What Brands Need To Do While it remains to be seen whether this Anti-Adblock Killer will catch on, its arrival nevertheless signals an acceleration in the market trend of ad avoidance where consumers are actively trying to avoid ads by enabling ad-blockers or turning to ad-free subscription services, making it harder for brands to reach mobile consumers. Therefore, brands need to provide added value to their marketing in order to earn consumer attention.
What Happened Samsung has joined Apple in supporting ad-blocking capability in its mobile web browser. The company started pushing out an update for Samsung Internet, the default browser on Samsung phones, to devices with Android Marshmallow starting today.

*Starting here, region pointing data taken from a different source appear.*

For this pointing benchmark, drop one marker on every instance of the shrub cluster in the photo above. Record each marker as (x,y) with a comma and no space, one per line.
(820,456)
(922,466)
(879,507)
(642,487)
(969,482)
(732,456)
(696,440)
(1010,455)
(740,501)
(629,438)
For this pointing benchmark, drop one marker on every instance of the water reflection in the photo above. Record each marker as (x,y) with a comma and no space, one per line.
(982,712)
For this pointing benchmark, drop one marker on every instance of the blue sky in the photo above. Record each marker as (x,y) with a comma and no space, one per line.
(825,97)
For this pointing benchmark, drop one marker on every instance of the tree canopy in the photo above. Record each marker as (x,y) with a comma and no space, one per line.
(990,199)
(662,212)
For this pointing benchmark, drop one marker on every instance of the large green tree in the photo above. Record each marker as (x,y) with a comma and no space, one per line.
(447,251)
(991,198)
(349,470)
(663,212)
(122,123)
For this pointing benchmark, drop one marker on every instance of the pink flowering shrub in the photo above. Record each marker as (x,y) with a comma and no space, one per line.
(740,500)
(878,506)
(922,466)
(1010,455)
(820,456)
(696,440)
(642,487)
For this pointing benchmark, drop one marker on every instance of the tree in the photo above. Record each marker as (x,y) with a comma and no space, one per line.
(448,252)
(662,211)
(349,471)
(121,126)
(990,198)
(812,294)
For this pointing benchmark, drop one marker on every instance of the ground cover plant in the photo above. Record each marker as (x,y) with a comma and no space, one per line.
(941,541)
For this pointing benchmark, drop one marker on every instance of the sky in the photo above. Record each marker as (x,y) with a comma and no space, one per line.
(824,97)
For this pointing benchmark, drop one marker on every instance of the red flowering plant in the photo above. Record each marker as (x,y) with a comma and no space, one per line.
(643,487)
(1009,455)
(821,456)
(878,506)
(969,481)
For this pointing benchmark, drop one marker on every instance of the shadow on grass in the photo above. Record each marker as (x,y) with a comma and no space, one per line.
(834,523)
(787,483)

With the updated browser, Samsung users can now download third-party content-blocking apps – some of which made their debut last year on iOS 9 – and get an ad-free experience in Samsung Internet.
What Brands Need To Do Samsung’s addition came nearly five months after ad-blockers flooded the App Store’s top chart when iOS 9 was released in September, but for Samsung users, it’s better late than never. Android devices now boast over 1.4 billion users worldwide, and Samsung is the No.1 seller of Android phones. Bringing ad-blockers to Samsung devices will no doubt give their usage a further boost, making it harder for brands to reach mobile consumers. Therefore, brands need to provide added value to their marketing in order to earn consumer attention.
What Brands Need To Do While Brave is certainly not the first browser to come with ad-blocking features, its innovative approach of replacing intrusive ads with sanctioned ones points to an interesting direction for web browsers and web business models. It remains to be seen whether future browsers would start absorbing certain functions of ad exchange platforms and become the gatekeeper for consumer data and privacy. But one thing is clear with the introduction of Brave – consumers are getting smarter with their personal data and seeking new ways to avoid being bombarded by ads. Therefore, brands need to start providing real value with their brand messages in order to earn consumer attention or risk being blocked.